Игорю хотелось схватить мужчину за воротник, встряхнуть изо всех сил, а потом толкнуть в какой-нибудь сугроб, чтобы увидеть, как он будет отплёвываться от снега и пытаться выбраться оттуда. Хотелось вытрясти из него мольбы о прощении, а потом прогнать куда подальше. Или заставить наконец-то раскаяться, но не принять извинения. Но Саша… Саша всё равно станет свидетельницей всего этого.
Потому он заставил себя успокоиться и протянул почти спокойным голосом:
— За обман, конечно, не сажают, и за отвратительные человеческие качества тоже. Но, хотя я понятия не имею, какой вы в работе, одних уже угроз и шантажа в сторону тех несчастных покупателей квартиры, намерения продать чужое и прочего букета, думаю, вполне хватит. Даже если за это вас не посадят, репутация благонадёжного человека будет разрушена раз и навсегда. Саша говорила, вы занимаетесь бизнесом? А ещё, — Игорь откровенно мухлевал, но слова как-то сами по себе вырывались на свободу, — можно отыскать тех людей, которые у моего подъезда устраивали концерт по заявкам с попыткой избиения. Думаете, они откажутся назвать нужное имя за сотню долларов? У меня есть больше. И я это устрою. А ещё, Саша говорила, что врачебное свидетельство так и не выбросила. Оно вам надо?
— Я всё равно увижу дочь.
— И она всё равно вас не простит, — покачал головой Игорь. — Никогда. Потому что столько беды, сколько вы ей принесли, не может выдержать ни один здравый человек. А Саша — не последняя дура, и в вас она не нуждается. Потому убирайтесь отсюда, и желательно навсегда.

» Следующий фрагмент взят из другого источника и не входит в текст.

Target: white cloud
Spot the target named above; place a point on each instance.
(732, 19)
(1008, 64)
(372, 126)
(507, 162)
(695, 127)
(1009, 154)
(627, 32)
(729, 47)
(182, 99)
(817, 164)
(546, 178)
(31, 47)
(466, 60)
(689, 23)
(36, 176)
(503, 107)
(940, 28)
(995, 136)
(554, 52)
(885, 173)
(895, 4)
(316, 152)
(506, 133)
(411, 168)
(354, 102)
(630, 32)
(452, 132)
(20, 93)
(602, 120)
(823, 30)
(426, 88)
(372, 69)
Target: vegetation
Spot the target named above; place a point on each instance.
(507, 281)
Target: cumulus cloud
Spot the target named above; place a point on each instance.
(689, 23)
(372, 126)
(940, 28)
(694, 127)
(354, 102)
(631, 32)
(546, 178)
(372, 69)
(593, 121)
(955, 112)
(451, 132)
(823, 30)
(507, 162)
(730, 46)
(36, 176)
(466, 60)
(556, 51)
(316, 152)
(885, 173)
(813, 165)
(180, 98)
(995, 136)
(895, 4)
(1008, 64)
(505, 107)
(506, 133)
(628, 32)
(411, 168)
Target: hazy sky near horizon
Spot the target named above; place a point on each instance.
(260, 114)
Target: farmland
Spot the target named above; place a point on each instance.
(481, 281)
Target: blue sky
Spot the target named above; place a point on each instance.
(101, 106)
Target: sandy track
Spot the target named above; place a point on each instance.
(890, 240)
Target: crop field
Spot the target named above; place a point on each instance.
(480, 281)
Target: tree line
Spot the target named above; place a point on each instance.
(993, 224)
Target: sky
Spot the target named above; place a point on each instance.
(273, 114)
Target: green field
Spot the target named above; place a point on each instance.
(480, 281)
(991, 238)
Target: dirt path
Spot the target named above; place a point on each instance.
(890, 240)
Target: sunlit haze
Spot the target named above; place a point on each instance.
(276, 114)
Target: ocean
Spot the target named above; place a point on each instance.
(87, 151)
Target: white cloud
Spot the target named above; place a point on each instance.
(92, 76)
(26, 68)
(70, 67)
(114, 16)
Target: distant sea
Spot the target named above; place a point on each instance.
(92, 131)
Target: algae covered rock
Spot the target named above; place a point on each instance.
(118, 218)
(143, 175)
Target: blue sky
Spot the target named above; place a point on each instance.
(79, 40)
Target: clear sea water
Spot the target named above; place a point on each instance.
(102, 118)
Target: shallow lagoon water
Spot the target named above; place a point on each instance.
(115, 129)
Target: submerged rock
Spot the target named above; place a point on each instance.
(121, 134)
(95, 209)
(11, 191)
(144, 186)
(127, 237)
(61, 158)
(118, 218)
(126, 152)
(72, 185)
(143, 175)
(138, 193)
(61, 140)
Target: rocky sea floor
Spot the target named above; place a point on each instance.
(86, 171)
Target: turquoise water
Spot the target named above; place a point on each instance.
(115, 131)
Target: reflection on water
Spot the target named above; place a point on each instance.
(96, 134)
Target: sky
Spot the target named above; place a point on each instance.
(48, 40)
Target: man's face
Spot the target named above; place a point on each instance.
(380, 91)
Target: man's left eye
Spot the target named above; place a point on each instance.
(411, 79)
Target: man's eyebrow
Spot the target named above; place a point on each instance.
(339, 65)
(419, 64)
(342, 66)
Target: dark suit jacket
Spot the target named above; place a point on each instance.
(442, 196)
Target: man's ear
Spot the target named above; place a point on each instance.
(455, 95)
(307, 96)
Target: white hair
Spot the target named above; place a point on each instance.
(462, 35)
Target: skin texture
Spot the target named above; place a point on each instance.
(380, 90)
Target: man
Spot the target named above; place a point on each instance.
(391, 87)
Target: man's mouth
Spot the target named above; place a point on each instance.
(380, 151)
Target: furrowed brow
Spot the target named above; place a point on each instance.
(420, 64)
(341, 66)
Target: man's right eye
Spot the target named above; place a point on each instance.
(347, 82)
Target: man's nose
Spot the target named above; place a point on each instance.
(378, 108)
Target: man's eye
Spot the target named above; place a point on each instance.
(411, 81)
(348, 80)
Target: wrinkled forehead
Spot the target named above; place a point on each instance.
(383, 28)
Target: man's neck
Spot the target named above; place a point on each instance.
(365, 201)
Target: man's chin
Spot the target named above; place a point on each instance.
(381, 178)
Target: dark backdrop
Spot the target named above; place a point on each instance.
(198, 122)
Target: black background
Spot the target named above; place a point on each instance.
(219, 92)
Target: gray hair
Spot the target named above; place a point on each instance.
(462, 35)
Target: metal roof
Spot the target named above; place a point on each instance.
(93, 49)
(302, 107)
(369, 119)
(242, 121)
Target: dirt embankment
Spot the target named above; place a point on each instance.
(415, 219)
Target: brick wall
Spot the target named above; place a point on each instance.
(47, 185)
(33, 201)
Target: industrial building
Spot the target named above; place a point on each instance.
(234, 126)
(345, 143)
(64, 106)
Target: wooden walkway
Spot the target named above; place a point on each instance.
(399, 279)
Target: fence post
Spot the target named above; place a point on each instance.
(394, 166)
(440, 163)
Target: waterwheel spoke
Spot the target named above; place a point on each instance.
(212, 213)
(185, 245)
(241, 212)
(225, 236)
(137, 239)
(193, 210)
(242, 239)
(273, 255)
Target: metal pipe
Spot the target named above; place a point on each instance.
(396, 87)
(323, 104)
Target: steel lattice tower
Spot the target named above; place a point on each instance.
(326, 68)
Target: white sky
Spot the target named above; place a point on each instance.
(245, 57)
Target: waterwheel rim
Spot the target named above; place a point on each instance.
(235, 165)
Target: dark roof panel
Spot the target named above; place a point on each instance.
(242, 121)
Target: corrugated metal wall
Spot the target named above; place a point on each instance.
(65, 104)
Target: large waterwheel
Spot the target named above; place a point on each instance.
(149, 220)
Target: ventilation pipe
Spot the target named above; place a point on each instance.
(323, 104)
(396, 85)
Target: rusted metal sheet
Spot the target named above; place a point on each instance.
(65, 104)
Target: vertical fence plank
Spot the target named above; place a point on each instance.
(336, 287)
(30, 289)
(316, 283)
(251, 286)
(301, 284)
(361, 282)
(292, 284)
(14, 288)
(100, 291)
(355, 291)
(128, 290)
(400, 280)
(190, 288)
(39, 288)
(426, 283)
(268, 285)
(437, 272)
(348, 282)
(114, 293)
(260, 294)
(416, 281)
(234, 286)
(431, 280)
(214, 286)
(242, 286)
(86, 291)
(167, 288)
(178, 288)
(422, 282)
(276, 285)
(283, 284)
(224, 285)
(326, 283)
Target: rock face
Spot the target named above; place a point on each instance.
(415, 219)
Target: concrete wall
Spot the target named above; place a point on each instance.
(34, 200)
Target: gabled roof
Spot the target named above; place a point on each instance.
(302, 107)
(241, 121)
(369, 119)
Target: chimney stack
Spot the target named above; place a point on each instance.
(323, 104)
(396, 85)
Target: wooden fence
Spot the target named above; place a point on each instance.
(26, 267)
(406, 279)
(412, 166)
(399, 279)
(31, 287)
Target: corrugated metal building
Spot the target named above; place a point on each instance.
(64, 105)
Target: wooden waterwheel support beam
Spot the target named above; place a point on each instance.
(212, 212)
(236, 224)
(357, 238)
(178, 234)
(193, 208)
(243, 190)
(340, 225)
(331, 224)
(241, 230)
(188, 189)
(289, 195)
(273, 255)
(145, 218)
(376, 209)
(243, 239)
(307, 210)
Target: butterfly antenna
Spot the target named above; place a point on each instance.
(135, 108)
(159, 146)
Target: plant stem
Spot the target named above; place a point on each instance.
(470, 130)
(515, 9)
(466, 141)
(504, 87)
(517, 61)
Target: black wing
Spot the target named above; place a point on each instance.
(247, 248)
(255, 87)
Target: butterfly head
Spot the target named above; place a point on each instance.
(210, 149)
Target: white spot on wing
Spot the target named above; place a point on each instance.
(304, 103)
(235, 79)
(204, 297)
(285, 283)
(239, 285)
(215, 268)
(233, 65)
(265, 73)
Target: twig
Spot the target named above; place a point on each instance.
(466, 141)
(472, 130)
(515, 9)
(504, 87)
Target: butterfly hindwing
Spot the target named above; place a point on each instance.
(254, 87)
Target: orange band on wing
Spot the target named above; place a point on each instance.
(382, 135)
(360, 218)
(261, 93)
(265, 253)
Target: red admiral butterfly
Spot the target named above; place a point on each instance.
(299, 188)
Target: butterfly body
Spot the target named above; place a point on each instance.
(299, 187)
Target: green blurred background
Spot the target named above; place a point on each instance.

Владимир Владимирович хотел возразить, но в самый последний момент просто досадливо махнул рукой, отмахнулся и ушёл.
Игорь проводил его взглядом. Он не знал, что именно подействовало — угрозы или понимание бессмысленности всех действий, — но был счастлив, что хотя бы сегодня Саша была свободна от неприятной обязанности общаться с собственным отцом.
Он, с трудом пробираясь сквозь снежные завалы, сел-таки в машину, завёл её, включил печку — надо же было убедить Сашу в том, что он тут уже давно, — и едва сдержался, чтобы не удариться лбом о руль. Больно, опасно и бесполезно. Дурные мысли всё равно никуда не денутся.